Altın Kap

The Golden Bowl

2000

Ortalama Puanı: 4.9

Öykü

1900'lü yıllarda acayip zengin bir dul olan Adam kızı Maggie ile birlikte Avrupa'da yaşamaktadır. Baba-kız görülmemiş biçimde birbirine tutkundur. Üstün bir başarıyla çöpçatanlık mesleğinde yükselen aile dostu Bayan Assingham, Amerigo ile Maggie'nin arasını yapar ve evlendirir. Fakat Maggie bilmez ki Amerigo en yakın arkadaşı Charlotte'a aşıktır ve ikili sosyal sınıfları denk düşmediği, evlilikleri toplumda kabul görmeyeceği için ayrılmak durumunda kalmıştır. Bayan Assingham'ın ise bütün olandan bitenden haberi vardır ve Charlotte için pek üzülmektedir. Kızcağız hem beş parasızdır hem de sevdiceğini elinden kaçırmıştır.
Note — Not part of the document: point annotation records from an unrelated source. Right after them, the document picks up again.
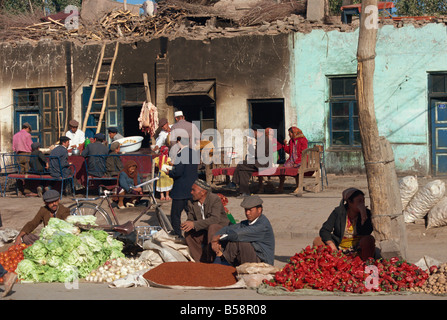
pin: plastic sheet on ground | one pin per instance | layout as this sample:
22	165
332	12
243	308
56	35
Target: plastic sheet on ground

Daha fazla bu iç sıkıntısına dayanamayarak yeni bir çöpçatanlık meselesi için kolları sıvar; Bu defa Maggie'nin babası ile Charlotte'un arasını yapar. Aynı çatı altında ikamet etmeye başlayan eski aşıklar, başlarda hiç bir şey olmamış gibi idare ederler durumu ama mümkün mü?

Notlar:

  • Henry James'in romanından uyarlama.
  • 2000 yılı Cannes Film Festivali'nde Altın Palmiye'ye aday gösterildi ama nafile.

İzleyenler ne demiş?

  • tüh

    ben böyle kabın içine tüküreyim. bir daha hiç filme gitmiycem lan
    Puan: 1
  • faydalı bir eser

    film; paranın ve sahip olmanın ne zaman mutluluk getireceğini, ne noktada açgözlülük olduğunu anlatıyor. sahteyle gerçek arasındaki ayrımı veriyor. kiraladığınız şeyler sizin midir? sorusunu sorduruyor. acıktırmıyor. sanat eserlerini izlerken müze gezer gibi oluyorsunuz, doyuyorsunuz. bizans oyunlarına kim gelir kim gelmez görüyorsunuz. o yıllarda zaman yavaş geçiyor. o nedenle filmden aksiyon bekleyenler filmi sevmeyecekler. benden uyarması.
    Puan: 8
  • çatlak kap

    harbiden de kap gibi film de onca super adama karsı catlakk... anlayana!
    Puan: 3
  • boşver

    oyuncular iyi, oyunları da iyi... ama ancak anama babama tavsiye ederim... iyi-kötü savaşı ve bu gibi durumlarda kim kazanır kim kaybeder öğretisi ile sıkıcı bir komedi olmuş...
    Puan: 4
  • Bizim Vizyona Gerekmez

    Bu filme yazık olmuş sırf bu memlekette vizyona girdiği için. Ben gittiğime pişman olmadım ama dünyanın parasını verip beyazperdede izlenecek film değil. Kanal E'de (cnbc-e ismine gıcığım) saat 24:00'ta mis gibi seyredilir oturup. Karakterler çok oturaklıydı doğrusu. Charlotte'un aşkı çok derin ve içtendi, bu yüzden yaptığı şerefsizlik hiç puan kaybettirmedi ona benim gözümde. Ama o Amerigo denen ipne yok mu... Yazık etti Charlotte kendine o herife aşık olarak. Yedi bitirdi gül gibi hayatını da maceraperest gönlünü de. Fena bir film değil bu. Haksızlık etmişsiniz. Saçmasapan yazılarla doldurmuşsunuz yorum sayfasını.
    Puan: 7
  • Yaz köşesi, kış köşesi, ortada su şisesi

    Dikmişler Amerigo yu ortaya, hatunlar kapışıyor. Charlotte "Akdeniiz akşamlarıı bir başkaa oluyoor, hele biir de aylardaan Temmuz isee bambaşkaa" diye takıntı yapmış adamı hani o fii tarihindeki çılgın sıcak yaz akşamları yaşanmışlıkları üzerine, Maggie de "Karlar düşeer, düşer düşeer ağlarıım" diye soğuk kış akşamlarında adamın olduğunu varsaydığı sıcacık kollarına sığınma hayalleri peşinde.. Benim filmden anladığım "Hatun milleti yüksek bir hayalgücüne sahiptir".
    Puan: 5
  • rezil rezil rezalet

    rezil rezil rezalet. tam anlamiyla rezillik.